見知らぬ街より脱出し、やっと冬木に戻ることが出来た立香が呟けた言葉は、それが精一杯であった。

いきなり視界より得た知識の量が膨大過ぎたのだ。

 

「ハァッ…ハァッ…先輩、早く…!」

 

「クソ…どうなってんだコイツ…術も何も効きやしねぇのか…?」

 

息を荒げ、必死に自分を守ろうとするマシュとクーフーリン。

 

「あ…あぁ…」

 

「フーッ…! フォォウゥゥゥ…!!」

 

逃げようとしても立ち上がることすら出来ない所長、威嚇し続けるフォウ。

 

『ダメだ、まるで正体がつかめない、大体なんでキャスターの魔術を受けても傷一つ付かないんだ!? さっきのだって、直撃だった筈だぞっ!?』

 

声だけ、必死に目の前の何かの正体を探ろうとするDr.ロマンの声。

 

 

 

そして、目の前の何か。

 

「……」

 

ただ悠然と立ち続けるだけの存在。

しかし、マシュ達の様子を見ると、先程までとてつもない戦闘を繰り広げていた様子であった。

 

だからこそ不気味であった。

構えてるわけでも、襲い掛かってるわけでもない、ましてや敵意すら感じない。

あの巨大で歪な鉄兜の中で、どんな表情をしているのかまるで分からなかったのだ。

 

あらゆる事実を前にして、結果出た言葉は先ほどの一言のみであった。

まるで理解できず、立香が出来た行為は呆然と目の前の光景を見続けることのみであったのだ。

 

「ッ!? 先輩、後ろですッ!!」

 

そうやって立ち尽くしていると、不意にマシュの声が響いた。

その声を聞いてやっと体が動かせるようになり後ろを見てみると、ソコには先程まで前方にいた筈の化け物の狂刃が横切りに迫っていた。

 

「なっ! うわっ!?」

 

あまりにも突然の危機。

故に再び彼女の体は硬直してしまい、その威圧に耐え切れず一歩だけ下がることしか出来なかった。

しかし、ソレが彼女にとって幸運となった。

足を下げた先には足場は無く、彼女はその身を重力に任せ地面に落としたのだ。

故に、その刃に身を裂かれることは無かった。

 

だが、それ故に彼女はその化け物をハッキリと視界に捉える結果となってしまった。

 

「……」

 

変わらず言葉は発しない。

圧倒的なのはその威圧感。

ただそこに居るというだけで、自分は逃げられないという事実を叩きつけられているように感じた。

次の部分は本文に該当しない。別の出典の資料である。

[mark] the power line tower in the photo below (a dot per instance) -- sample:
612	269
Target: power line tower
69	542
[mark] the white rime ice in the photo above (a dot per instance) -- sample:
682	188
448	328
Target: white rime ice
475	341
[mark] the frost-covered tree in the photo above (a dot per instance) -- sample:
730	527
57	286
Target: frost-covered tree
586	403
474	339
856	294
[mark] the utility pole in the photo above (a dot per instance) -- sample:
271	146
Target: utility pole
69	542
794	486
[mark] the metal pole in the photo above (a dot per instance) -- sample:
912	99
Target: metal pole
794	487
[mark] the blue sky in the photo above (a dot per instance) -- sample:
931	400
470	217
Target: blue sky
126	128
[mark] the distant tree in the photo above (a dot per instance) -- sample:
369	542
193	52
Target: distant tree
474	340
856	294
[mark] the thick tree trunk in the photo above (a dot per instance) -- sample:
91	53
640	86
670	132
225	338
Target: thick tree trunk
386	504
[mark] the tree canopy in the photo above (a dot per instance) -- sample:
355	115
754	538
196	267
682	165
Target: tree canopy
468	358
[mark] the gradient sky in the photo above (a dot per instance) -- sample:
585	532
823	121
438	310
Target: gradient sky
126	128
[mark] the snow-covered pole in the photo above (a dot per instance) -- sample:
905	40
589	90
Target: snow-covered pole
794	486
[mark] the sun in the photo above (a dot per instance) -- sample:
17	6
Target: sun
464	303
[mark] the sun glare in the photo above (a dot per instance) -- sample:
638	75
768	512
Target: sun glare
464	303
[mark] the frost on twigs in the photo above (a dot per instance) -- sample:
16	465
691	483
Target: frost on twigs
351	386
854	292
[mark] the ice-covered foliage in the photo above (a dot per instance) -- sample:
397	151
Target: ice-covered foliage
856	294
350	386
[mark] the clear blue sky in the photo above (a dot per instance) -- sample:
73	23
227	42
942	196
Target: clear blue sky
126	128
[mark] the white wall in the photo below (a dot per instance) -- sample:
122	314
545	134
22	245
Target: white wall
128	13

上半身には何も身に付けておらず、筋骨隆々な体が血まみれの状態で剥き出しになっていた。

下半身にはボロ布を巻きつけているように見えた。

 

(違う…あれって…まさか…)

 

立香にはソレがボロ布ではなく、生き物の皮に見えた。

既視感があるが、何なのか分からない、いや認めたくなかったのか。

ソレが、まさか自分たち人間の皮であると、思いたくなかった。

思ったら最後、自分は自分を見失ってしまうと、直感で分かってしまったから。

 

「ハッ…ハッ…!?」

 

急に心臓が激しく鼓動し、息すらできなくなる。

そんな彼女を前に、化け物は止まらない。

 

「……」

 

化け物はゆっくりと鉈を振り上げ、今度は右斜め上より立香を両断しようとした。

しかし、この間にかかった時間はたっぷりと20秒。

その間に、マシュは彼女たちとの距離を縮めた。

 

「二度目は…ありません!」

 

そう叫び、立香の前に立ち盾を構えた。

その瞬間である、立香の目の前で轟音が響いたのだ。

鉄と鉄がぶつかり合う、なんて生易しい音ではない。

トラック同士が全速力で正面衝突した時のような、とてつもない音。

 

次いで衝撃。

ものすごい勢いでマシュが吹き飛ばされ、ソレを受け止める形で立香は後ろに下がった。

 

「がッ…!?」

 

「ま、マシュ! 大丈夫!?」

 

「ッ! アンサズ!!」

 

立香がマシュを心配する中、化け物と距離が取れたその機を見逃さず、クーフーリンは術を放った。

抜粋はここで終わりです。